Most contemporary Hollywood films are high on action and low on dialogue. Open Range — the latest entry in the western genre — shifts the balance in the opposite direction, at least until its culmination, a lengthy and ferocious shootout that does for the western what the opening of Saving Private Ryan did for the war movie. The problem with Open Range is that there far too much talk, not enough silence. It is the most-garrulous western since Blazing Saddles, yet it lacks the humor of that film or even of Butch Cassidy and the Sundance Kid.
Perhaps Open Range should be seen as the next step for the western genre beyond Unforgiven, a film that probes the depths of the guilt of a murderous cowboy, of the way past wrongdoing haunts a man in the present. Open Range reinvents the western as an encounter group for cowboys who crave intimacy. The film features Boss Spearman (Robert Duvall) and Charley Waite (Kevin Costner) as “free-rangers,” who wander open lands with cattle and who come into conflict with the corrupt sheriff of a nearby town. As the conflict escalates, one of Boss and Charlie’s workers is seriously wounded and another killed, as is Charlie’s dog.

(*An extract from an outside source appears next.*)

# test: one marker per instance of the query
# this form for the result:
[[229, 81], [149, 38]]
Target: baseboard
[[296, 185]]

At 138 minutes, the film is a bit long and, aside from an occasional skirmish, it moves at a leisurely pace. The pace, which is by turns charming and irritating, and understated tone in no way prepare the viewer for the explosive violence at the end; the final battle comes as a dramatic jolt.
Before we reach that gunfight, Open Range culls and comments on nearly all the great themes of the western genre, especially the slippery slope of justice, what it is, who enforces it, and whether it can be distinguished from raw vengeance. For all its Hobbesian themes, the western is not about the fear of violent death as the greatest of evils. As Charlie puts it, “there are things that gnaw on a man worse than dying.” The film wants to retain, while softening, the classic western’s sense of the nobility of sacrifice, of the willingness to risk one’s life in defense of oneself, one’s family, and one’s way of life. When Boss and Charlie enter the town to confront the sheriff, he quickly informs them that he has issued warrants for their arrests. They counter, “Our warrant is writ out by us and we mean to enforce it. Every man has got a right to protect his property and his life.” The film works its way toward a view of justice as distinct from vengeance, although that thesis is more subtly handled in a classic western such as Ride the High Country.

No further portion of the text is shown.